La souveraineté étant une, la volonté générale qui en est l'expression doit se manifester sans discordance: contre la tyrannie, "le droit à l'insurrection" (proclamé dans la Constitution de 1793) devient un devoir absolu. Entre "frères et amis", le devoir de solidarité est impérieux. La "fraternisation", sorte de pacte d'assistance mutuelle entre les 48 sections servait à tenir en respect aristocrates et modérés dans toute la capitale et chaque fois que c'était possible dans toute la République : c'est ainsi que le 14 mai 1794, la section du Contrat-Social, président en tête, se rendit au siège de la Section des Lombards pour en chasser "l'aristocratie". La fraternisation fut l'instrument de la "régénération révolutionnaire" des sections, préparatoire au coup de force des 31 mai-2 juin 93. La fraternisation fut une des armes de la coercition exercée pendant la Terreur. Elle inspira la création et l'action des Armées révolutionnaires, chargées dans les 10 départements de faire rendre gorge aux accapareurs, de semer l'effroi chez les "aristocrates" et de combattre la Contre-Révolution.

 

CONCLUSION

 

Claude Mazauric écrit

"Les conceptions sociales et politiques de la sans-culotterie viennent de loin et plongent leurs racines dans les pratiques des mouvements révolutionnaires urbains des XVI°-XVII° siècles. Elles traduisent aussi la pénétration du rousseauisme, l'expérience récente de la grande espérance de 1789 et de la peur réactive de 1792 ; mais leur fond en est l'aspiration à l'autonomie familiale du petit producteur, plus attentif à la valeur morale et d'entretien du travail productif qu'aux idéaux productivistes et accumulatifs de biens qui fondent la passion du bourgeois capitaliste. Cette idéologie petite-bourgeoise trouve sa correspondance dans la mentalité du sans-culotte à l'égard de la famille : un ménage, un atelier, un domicile, tel pourrait être l'idéal. (…).

 



[1] Ce passage et ce qui suit est une exploitation éhontée du remarquable article du Dictionnaire historique de la Révolution française dit Dictionnaire Soboul (aux PUF), entrée : SANS-CULOTTES / SANS-CULOTTERIE / SANS-CULOTTISME, article signé Claude MAZAURIC.

[2] Un autre exemple célèbre de retournement de sens est celui des Gueux néerlandais pendant la Guerre dite de Quatre-vingts-ans (1568-1648). Ce sont les Espagnols et leurs partisans qui qualifièrent de "gueux" les rebelles indépendantistes lesquels s’emparèrent du mot pour mener la Guerre des Gueux.

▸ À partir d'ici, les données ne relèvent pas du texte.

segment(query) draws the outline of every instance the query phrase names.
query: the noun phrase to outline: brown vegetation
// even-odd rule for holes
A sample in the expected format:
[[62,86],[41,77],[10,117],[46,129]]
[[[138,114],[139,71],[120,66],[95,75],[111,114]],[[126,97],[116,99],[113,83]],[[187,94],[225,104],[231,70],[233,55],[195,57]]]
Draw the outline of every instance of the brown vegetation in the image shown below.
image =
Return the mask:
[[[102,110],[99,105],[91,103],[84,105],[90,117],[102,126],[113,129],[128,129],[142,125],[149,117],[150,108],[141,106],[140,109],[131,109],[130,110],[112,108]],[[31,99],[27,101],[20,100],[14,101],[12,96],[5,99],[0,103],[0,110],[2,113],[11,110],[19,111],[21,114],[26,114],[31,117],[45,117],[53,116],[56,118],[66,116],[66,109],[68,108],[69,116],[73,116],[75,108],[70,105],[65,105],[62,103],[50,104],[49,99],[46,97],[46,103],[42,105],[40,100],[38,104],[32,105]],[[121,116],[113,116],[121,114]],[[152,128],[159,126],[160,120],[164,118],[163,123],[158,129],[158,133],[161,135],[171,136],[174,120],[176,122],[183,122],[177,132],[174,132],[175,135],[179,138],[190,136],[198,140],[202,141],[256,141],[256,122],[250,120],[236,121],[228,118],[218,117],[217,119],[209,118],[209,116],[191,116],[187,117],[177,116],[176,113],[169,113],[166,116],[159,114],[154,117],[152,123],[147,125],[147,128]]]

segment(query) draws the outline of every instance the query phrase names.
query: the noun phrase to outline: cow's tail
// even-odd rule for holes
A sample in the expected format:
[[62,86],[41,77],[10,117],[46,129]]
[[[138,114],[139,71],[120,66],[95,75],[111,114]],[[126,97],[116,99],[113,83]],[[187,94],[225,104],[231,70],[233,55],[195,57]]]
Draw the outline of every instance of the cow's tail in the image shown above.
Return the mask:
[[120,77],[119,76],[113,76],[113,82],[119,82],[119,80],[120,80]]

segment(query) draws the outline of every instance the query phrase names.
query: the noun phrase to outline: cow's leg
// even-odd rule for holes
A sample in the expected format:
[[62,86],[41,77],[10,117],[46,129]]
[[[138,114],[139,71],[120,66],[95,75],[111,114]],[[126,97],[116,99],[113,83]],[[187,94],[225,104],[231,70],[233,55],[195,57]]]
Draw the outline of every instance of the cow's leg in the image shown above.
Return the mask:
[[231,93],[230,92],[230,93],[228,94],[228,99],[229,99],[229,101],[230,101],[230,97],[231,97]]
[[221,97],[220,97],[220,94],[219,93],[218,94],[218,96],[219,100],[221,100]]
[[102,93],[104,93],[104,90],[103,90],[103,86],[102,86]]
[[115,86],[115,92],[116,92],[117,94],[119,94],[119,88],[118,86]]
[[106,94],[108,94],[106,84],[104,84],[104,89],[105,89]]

[3] K. TONNESSON, "La défaite des sans-culottes : mouvement populaire et réaction bourgeoise en l'an III", 1959.

[4] Jean SURATTEAU (U. de Besançon) nous dit bien que G. Lefebvre « émettait cette opinion "oralement"» -jamais par écrit - sinon, il eût encouru le reproche du péché mortel de l’historien stigmatisé par L. Febvre : l’anachronisme. Cf. l’intervention de J. Suratteau au colloque de Stockholm sur le babouvisme.

[5] Le Front Populaire de 1935 est conclu entre deux partis représentant le prolétariat (SFIO et PCF) et le parti radical et radical-socialiste, représentant les classes moyennes et la bourgeoisie républicaine.   

[6] Documents extraits de ‘Études sur Robespierre, par A. MATHIEZ, Messidor, Editons sociales, 1988.

[7] Un compagnon qualifié parisien gagnait 450 livres/an.

[8] H. Burstin, "Le faubourg Saint-Marcel à l'époque révolutionnaire. Structure économique et composition sociale", 1983.

[9] Extrait de "Jolicler, volontaire aux armées de la Révolution", Perrin éditeur. Cité par Jules ISAAC.

[10] Attention ! Taxation ne signifie pas « frappé de taxes » mais soumis à un prix maximum.